Army accused of killing Congolese in campus bombing

Ten people from the Democratic Republic of Congo have been killed in an army attack on a university campus in Sudan, the Congolese government has announced.

They died in shelling on Sunday afternoon at the African International University in Khartoum, he added.

“What hurts us very much is that it was the regular army that dropped the bombs knowing that there were foreigners there,” said the Congolese foreign minister.

Rival military forces have been fighting in the Sudanese capital for weeks.

The Rapid Support Forces (RSF) paramilitary fighters have bases in many residential areas of the city, which tend to be attacked by the military from the air.

It is unclear whether those caught in Sunday’s bombing were university students. This may be an area within or near the university where various foreign nationals have sought refuge.

UN refugee chief Filippo Grandi tweeted his shock that 10 refugees died in an attack in Khartoum, without giving further details.

The RSF, which is in a fierce power struggle with the military, said – in what appears to be a reference to the same attack – that Sunday’s bombing occurred in an area where African refugees. He put the death toll among Congolese nationals at 25.

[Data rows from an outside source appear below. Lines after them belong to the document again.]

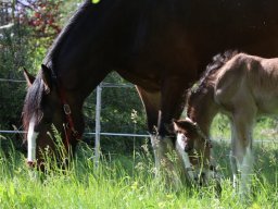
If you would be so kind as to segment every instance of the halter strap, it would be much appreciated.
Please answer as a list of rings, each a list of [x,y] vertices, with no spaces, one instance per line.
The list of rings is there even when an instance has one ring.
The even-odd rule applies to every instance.
[[[68,104],[67,99],[65,97],[65,90],[62,87],[61,82],[58,78],[56,74],[52,70],[51,70],[51,72],[52,72],[52,79],[54,81],[55,86],[58,88],[59,98],[60,98],[60,101],[63,107],[63,112],[65,114],[65,121],[66,121],[66,123],[64,124],[65,143],[66,143],[66,147],[70,148],[71,134],[73,135],[73,137],[76,140],[80,139],[81,135],[75,128],[72,109],[71,109],[71,106]]]
[[[75,128],[72,110],[71,110],[71,107],[70,107],[70,104],[68,104],[68,102],[67,102],[67,100],[65,98],[64,89],[61,86],[60,87],[58,86],[58,88],[59,88],[58,90],[59,90],[59,95],[60,95],[60,100],[62,102],[63,111],[64,111],[65,119],[66,119],[66,124],[64,126],[64,128],[65,128],[66,145],[67,145],[67,147],[70,147],[70,136],[71,136],[71,134],[76,139],[81,138],[81,135]]]

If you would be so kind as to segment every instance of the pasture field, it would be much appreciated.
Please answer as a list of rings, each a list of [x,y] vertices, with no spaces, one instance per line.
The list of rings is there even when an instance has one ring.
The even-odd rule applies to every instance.
[[[222,131],[219,137],[222,133],[226,135]],[[46,174],[28,169],[24,155],[10,146],[0,152],[0,209],[278,208],[278,139],[273,137],[270,143],[254,144],[255,172],[249,201],[231,187],[226,142],[214,143],[223,175],[220,197],[213,185],[178,192],[167,188],[163,181],[154,179],[152,151],[147,143],[140,152],[128,156],[113,150],[103,153],[98,167],[93,150],[81,143],[66,170],[54,167]],[[54,164],[49,159],[47,162]]]

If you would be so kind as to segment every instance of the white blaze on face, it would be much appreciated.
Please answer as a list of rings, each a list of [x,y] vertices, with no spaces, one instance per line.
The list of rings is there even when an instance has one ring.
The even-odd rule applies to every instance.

He tweeted a video purporting to be from the scene. It showed smoke rising in the background from the direction of the International University of Africa.

The people in the video, including a distressed woman who says her husband died in the attack, speak a mixture of Arabic and Lingala, the language spoken primarily in western DR Congo.

A man says: “We are Congolese… a lot of people here are Congolese. Where is the international community?

From visual clues in the video, including the minaret of a mosque in the background and what looks like a communications tower nearby, the BBC located the site in an area of ​​Khartoum near the university campus and of a sports stadium.

Foreign Minister Christophe Lutundula said DR Congo had demanded an explanation from the Sudanese government and expected the bodies of those killed to be repatriated free of charge.

This would ensure that “our compatriots are buried with dignity in accordance with our traditions”, he told reporters on Monday.

The Congolese government has also asked the Sudanese authorities to open a humanitarian corridor so that those injured in the attack and others still stranded in Sudan can be evacuated.

The foreign minister went out of his way to say that arrangements had been made since the outbreak of the conflict on April 15 to evacuate Congolese living in Sudan.

Some buses had taken students from the International University of Africa to the Egyptian city of Aswan, from where they were then flown to the Congolese capital, Kinshasa.

These efforts will continue, Mr. Lutundula said.

The humanitarian truce between the army and the RSF, which began on May 22, officially expired on Saturday evening – although it was often ignored by both sides.

The fighting, now in its eighth week, has killed hundreds of civilians and forced more than a million people to flee their homes.